Actually, that brings something else up – what happens to the data read out if a GB/GBA packet is received? What does the 2nd byte look like if it’s a 1 byte packet and we are always reading out 9 bytes. I didn’t want to get the logic analyser out so I kept comparing it to a different value until I hit the right value – 0xBF.

So this means, when we listen for 9 bytes, receive a packet, read out 9 bytes, if the first byte matches the SNES TX then we set the mode/payload to that. If the packet length received is 1 (GB TX cart) then the 2nd byte will be 0xBF. The GBA TX cart only uses the low 2 bits for L&R so we can safely assume that if the 2nd byte isn’t 0xBF (because the 2nd byte will only ever be 0x03 or lower) then it’s the GBA TX cart transmitting. Quite a strange/complex way to detect it but sometimes you have to just roll with it when you can’t change it!
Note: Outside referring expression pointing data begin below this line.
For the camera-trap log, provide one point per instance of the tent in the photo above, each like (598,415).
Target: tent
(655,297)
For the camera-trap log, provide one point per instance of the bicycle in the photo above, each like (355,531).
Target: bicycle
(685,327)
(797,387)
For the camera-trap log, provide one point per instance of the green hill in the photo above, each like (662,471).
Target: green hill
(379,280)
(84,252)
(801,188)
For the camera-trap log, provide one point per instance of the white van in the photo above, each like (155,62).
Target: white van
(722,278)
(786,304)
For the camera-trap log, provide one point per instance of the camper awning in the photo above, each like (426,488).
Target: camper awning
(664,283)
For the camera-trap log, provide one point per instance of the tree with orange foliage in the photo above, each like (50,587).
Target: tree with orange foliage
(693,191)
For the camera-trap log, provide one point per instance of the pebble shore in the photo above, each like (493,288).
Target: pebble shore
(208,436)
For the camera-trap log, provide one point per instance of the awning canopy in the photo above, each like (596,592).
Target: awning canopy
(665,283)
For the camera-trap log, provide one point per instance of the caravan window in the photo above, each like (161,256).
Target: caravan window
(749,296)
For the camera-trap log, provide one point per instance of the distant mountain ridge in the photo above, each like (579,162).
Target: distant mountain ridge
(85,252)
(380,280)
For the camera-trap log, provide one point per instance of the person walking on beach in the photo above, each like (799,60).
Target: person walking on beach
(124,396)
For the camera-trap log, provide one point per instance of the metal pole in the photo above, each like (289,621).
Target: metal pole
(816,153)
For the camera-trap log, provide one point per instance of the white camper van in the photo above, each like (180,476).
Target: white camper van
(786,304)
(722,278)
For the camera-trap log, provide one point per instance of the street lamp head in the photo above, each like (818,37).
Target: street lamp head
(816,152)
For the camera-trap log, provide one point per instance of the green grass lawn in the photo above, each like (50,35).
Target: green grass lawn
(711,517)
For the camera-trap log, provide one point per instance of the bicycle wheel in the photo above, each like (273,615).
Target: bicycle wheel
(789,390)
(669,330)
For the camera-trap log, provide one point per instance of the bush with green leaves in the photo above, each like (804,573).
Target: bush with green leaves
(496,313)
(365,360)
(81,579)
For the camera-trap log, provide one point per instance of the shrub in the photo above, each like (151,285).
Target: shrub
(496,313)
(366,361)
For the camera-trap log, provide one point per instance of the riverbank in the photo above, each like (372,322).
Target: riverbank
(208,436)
Edit: Turns out the 0xBF method didn’t quite work properly if a key was held down which I thought it might have. Instead I’m not checking for the 2nd byte being less than 0x03 for GBA mode and anything else we assume GB mode.
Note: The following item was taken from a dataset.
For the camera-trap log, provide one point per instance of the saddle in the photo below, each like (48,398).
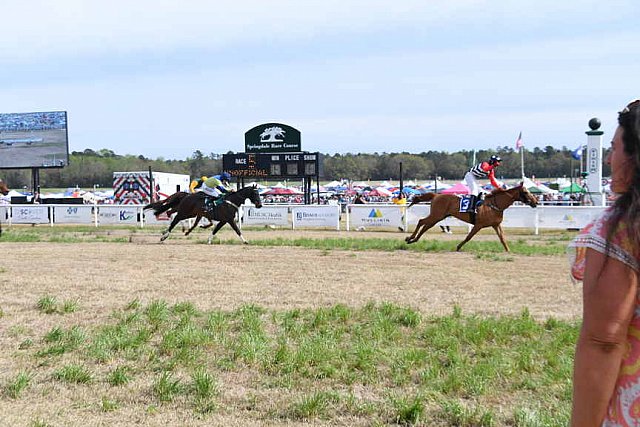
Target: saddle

As we plan to have Gamecube controller support which has 2 joysticks, a D-pad, L&R squeezing buttons plus a few regular buttons, we have to expand the USB receivers joystick/gamepad options. I was able to add in some sliders for the other joystick which I might assign to be Y & Z rotation and I guess I’ll make the Z axis / X rotation be the L&R buttons.

Another way instead of using the y, z rotation for the camera joystick would be to list another joystick in the HID descriptor or to use the “point of view hat” option that I’ve seen some other USB adapters but I’d need to find an example on it. Edit: Point of view hat just turned out to be similar to just button pressing.

Once everything tested fine, it was time to put it all together and give it a test. I was able to mount it on it’s side and glue it in place so the USB port for the charger sticks out the back after I cut it out. I’m using a 700mAh LiPo battery which fit nicely into the case without much pressure being applied to it, it should last for about 40-50 hours of game play time.

I opened up a genuine SNES controller which has a larger PCB so this mounting style won’t work on that so I’ve decided to make another TX board with the USB connector rotated 90 degrees so that it can fit flush on the controller PCB. Once that’s received and tested and I’ve updated all the receivers to support this board then I’ll be ready to list them on the shop.